J’étais en train de ranger une pile de vieux cahiers pour en extraire des contacts professionnels et les sauver en ligne.
Je suis tombé sur des notes prises lors de mon voyage à Cuba.
Les Cubains que j'ai rencontrés parlaient facilement avec le touriste que j'étais. Moi, j'écoutais et je relançais la conversation lorsque c'était nécessaire -rarement-.
Sans qu'il n'y ait aucune perche d'actualité, je retranscris une petite partie des observations d'un Cubain qui habite une ville à l'illustre passé révolutionnaire, qui croit aux idéaux socialistes mais constate que les faits sont têtus. C'est une description sociologique sauvage, mais assez fidèle au petit bout de réalité que j'avais pu observer lors de mon séjour itinérant.

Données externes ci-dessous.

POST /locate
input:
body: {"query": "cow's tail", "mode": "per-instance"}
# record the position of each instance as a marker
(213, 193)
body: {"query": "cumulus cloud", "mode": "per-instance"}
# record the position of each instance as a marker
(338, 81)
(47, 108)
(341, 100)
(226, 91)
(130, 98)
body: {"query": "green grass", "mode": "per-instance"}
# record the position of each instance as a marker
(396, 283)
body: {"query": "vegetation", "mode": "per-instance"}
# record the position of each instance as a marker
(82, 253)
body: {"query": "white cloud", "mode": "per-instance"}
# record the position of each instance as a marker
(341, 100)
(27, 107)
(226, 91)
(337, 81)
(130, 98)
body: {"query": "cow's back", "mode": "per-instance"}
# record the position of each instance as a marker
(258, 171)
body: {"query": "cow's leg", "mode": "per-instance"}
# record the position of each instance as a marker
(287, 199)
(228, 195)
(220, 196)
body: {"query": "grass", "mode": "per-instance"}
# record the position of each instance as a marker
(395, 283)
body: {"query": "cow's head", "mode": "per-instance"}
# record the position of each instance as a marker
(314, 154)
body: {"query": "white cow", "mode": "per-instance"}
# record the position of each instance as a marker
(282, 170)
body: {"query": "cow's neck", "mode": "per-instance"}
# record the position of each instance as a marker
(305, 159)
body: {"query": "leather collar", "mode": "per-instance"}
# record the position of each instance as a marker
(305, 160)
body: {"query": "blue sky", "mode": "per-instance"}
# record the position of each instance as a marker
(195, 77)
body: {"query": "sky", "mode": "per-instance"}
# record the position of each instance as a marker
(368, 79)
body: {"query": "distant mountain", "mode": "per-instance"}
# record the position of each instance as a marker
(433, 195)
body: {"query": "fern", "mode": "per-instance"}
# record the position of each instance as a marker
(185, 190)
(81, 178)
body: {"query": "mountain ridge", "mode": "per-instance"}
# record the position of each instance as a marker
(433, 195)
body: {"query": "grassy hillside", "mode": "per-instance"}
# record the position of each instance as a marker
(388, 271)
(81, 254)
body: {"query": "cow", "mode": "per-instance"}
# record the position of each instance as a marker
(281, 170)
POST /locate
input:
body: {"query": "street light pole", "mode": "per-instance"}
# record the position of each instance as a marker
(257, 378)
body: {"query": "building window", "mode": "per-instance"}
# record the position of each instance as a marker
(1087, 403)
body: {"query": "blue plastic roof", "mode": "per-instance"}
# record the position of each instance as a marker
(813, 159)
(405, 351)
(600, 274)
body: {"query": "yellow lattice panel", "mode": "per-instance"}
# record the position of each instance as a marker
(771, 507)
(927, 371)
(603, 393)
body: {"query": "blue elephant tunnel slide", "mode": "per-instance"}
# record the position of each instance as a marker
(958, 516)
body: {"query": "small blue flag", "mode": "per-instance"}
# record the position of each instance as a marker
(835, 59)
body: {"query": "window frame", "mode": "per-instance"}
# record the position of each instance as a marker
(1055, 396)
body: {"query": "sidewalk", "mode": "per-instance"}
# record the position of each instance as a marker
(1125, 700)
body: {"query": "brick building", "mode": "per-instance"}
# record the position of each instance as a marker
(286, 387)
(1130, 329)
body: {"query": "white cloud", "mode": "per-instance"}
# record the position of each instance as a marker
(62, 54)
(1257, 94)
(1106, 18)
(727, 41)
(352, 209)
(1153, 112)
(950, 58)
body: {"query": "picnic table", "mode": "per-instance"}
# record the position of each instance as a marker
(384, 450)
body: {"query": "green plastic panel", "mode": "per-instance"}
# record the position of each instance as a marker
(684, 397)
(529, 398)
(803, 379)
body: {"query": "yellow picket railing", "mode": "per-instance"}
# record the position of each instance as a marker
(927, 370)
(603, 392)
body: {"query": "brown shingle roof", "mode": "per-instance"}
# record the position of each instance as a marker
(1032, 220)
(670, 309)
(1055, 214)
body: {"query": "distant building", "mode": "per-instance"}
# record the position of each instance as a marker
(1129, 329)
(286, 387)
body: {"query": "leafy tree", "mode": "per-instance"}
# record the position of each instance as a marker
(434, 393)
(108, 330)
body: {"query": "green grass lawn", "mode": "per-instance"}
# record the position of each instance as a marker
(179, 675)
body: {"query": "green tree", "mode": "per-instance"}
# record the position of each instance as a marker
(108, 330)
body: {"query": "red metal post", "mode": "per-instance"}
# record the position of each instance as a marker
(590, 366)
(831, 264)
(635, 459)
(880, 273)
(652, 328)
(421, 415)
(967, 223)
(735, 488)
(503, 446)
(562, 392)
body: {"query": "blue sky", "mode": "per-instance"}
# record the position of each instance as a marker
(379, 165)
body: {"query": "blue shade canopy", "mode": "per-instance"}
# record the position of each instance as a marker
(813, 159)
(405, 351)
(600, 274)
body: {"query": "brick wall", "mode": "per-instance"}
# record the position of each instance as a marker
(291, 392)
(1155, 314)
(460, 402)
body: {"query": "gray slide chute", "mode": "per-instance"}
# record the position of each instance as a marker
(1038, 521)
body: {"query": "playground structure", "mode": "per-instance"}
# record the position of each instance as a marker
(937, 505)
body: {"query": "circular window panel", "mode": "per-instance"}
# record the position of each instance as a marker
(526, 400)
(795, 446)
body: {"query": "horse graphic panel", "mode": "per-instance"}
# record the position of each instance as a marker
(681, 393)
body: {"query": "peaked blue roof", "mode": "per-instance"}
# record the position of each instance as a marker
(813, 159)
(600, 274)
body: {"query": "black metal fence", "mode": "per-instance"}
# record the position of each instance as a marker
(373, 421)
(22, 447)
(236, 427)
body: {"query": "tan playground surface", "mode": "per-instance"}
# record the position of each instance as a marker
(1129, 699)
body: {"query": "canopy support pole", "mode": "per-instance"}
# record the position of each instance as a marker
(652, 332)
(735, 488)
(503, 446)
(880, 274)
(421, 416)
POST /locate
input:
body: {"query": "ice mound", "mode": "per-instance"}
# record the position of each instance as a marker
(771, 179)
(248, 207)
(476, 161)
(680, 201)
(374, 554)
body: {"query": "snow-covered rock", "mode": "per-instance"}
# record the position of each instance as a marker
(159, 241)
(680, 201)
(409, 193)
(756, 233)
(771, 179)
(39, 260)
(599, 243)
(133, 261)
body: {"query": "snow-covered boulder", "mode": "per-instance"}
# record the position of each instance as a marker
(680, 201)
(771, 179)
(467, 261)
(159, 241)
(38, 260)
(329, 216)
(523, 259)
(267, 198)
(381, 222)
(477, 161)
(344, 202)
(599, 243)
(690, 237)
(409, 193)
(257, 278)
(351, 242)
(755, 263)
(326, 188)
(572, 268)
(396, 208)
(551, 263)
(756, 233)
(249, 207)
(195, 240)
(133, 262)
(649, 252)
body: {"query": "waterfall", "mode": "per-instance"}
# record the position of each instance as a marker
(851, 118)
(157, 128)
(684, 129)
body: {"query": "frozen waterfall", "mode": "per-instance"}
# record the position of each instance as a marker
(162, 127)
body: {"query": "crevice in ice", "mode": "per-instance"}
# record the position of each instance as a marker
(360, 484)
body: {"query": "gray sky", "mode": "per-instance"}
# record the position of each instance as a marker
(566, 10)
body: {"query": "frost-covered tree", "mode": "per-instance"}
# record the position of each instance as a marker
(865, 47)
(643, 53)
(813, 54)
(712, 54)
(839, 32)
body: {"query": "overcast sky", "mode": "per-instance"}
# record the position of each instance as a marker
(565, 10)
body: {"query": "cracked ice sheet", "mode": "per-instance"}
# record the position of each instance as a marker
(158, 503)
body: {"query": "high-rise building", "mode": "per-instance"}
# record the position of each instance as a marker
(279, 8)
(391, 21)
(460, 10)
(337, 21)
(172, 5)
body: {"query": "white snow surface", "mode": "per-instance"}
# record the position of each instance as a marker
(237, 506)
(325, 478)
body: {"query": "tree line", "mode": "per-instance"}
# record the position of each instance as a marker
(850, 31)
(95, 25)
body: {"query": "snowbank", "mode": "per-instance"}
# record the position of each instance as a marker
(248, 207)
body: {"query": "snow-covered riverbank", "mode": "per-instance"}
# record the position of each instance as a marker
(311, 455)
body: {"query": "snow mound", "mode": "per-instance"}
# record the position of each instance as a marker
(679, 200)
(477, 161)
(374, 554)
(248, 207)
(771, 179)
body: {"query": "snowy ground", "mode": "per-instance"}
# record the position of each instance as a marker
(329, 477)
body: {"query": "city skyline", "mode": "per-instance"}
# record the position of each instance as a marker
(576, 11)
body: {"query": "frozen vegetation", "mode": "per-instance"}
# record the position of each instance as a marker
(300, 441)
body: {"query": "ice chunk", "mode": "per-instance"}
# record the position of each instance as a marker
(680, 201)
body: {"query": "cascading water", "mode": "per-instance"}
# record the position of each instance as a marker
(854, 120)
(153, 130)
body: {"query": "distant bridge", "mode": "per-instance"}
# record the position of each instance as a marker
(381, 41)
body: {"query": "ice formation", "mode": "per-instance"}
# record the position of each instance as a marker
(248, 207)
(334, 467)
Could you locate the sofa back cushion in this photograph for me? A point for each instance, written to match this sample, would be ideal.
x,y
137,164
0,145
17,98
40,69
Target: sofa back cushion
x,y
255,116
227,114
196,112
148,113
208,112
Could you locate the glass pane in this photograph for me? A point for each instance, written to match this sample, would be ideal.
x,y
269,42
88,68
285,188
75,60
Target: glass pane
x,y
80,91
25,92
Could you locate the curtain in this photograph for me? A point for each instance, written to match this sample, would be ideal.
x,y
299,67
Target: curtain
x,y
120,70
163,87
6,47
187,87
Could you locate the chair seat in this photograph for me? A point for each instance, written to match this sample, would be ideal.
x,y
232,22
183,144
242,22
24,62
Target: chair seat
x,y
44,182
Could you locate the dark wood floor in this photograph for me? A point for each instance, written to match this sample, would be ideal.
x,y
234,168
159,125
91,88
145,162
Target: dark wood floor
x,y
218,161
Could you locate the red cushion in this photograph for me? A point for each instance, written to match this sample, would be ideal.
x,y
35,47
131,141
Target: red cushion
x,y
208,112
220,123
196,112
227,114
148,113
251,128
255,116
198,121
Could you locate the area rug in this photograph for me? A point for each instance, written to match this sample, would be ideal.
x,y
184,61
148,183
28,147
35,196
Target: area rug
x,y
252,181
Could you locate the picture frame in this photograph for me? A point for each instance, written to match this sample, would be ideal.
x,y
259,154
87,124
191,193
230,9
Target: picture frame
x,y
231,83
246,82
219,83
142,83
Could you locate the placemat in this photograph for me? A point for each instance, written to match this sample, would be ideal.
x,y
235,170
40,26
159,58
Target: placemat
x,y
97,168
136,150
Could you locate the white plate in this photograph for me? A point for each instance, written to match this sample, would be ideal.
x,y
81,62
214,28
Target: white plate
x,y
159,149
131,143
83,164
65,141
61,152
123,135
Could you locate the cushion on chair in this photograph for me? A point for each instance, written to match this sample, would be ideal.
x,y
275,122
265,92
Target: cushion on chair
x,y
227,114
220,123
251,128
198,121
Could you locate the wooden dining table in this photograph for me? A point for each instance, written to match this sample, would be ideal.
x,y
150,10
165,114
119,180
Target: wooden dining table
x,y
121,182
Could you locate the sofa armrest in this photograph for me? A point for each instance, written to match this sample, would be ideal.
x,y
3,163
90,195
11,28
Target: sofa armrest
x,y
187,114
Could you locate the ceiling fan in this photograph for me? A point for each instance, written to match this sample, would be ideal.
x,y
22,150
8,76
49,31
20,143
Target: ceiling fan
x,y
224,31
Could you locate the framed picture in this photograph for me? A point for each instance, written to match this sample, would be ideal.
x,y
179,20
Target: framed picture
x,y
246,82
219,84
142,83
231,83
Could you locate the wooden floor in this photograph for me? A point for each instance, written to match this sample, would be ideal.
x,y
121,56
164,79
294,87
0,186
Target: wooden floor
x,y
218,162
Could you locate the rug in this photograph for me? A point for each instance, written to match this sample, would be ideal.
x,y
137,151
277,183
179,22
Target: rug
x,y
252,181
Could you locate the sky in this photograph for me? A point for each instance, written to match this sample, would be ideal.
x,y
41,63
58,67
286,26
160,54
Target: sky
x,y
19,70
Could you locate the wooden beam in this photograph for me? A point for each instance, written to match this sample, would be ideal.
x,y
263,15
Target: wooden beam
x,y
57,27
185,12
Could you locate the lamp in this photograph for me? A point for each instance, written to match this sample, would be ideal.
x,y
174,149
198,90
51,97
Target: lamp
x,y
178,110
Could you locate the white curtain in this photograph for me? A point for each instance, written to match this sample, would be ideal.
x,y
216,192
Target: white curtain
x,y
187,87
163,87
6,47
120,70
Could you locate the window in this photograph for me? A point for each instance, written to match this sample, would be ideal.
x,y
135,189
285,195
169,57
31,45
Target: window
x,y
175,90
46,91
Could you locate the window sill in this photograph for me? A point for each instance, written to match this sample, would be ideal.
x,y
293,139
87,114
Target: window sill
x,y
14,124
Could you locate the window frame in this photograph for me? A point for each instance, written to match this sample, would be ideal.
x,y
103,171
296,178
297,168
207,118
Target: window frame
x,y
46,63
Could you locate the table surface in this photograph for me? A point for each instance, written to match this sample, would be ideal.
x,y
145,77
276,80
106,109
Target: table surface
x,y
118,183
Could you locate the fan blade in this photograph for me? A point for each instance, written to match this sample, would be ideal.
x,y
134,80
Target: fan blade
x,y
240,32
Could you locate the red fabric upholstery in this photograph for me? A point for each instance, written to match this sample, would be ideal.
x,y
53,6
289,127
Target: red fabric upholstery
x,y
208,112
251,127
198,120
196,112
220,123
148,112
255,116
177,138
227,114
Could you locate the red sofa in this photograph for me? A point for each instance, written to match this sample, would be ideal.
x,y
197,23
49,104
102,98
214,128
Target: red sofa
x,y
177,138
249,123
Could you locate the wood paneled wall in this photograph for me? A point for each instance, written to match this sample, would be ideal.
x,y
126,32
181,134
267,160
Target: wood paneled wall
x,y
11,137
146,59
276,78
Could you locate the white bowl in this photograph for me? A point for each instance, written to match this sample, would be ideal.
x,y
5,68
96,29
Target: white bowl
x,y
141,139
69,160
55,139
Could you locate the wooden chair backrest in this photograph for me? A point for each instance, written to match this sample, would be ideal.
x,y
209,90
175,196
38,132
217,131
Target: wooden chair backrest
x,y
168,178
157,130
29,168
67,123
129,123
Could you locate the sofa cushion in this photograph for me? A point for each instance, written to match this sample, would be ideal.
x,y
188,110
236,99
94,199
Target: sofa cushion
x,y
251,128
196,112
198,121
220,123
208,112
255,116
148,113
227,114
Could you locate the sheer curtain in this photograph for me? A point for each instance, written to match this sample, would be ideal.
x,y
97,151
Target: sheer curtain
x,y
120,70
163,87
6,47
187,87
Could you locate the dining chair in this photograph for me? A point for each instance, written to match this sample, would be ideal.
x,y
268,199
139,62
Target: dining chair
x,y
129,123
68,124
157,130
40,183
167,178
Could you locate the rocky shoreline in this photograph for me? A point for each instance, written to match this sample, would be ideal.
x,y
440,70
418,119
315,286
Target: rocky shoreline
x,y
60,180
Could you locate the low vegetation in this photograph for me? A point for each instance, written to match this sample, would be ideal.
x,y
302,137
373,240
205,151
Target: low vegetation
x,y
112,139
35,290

"On dit que la Révolution c'est l'égalité. Ici il n'y a pas d'égalité. Pour que l'égalité existe, il ne devrait y avoir qu'une classe sociale; à Cuba il y en à six :
- Celui qui est propriétaire d'une Casa Particular [les habitants peuvent être autorisés, sous certaines conditions et moyennant le paiment d'une forte taxe, à louer des chambres aux touristes. Leur maison est alors enregistrée comme une pension officielle, ou Casa Particular, source possible de revenus relativement importants].
- Celui qui travaille avec les touristes [et a donc accès au peso convertible, la seule monnaie qui permet d'acheter autre chose que des aliments et des vêtements].
- Celui qui est marié avec un européen [et peut donc passer la fontière dans les deux sens sans trop de problèmes].
- Celui qui a de la famille à l'étranger [et reçoit de l'aide de sa part].
- Celui qui vend au marché noir.
- Et [au plus bas échelon, s'entend,] celui qui travaille pour le gouvernement."
(Photo: Mathieu de Taillac. CC - BY - NC - SA. Affiche de propagande gouvernementale : "Vers le 50º anniversaire de la Révolution avec la satisfaction du devoir accompli".)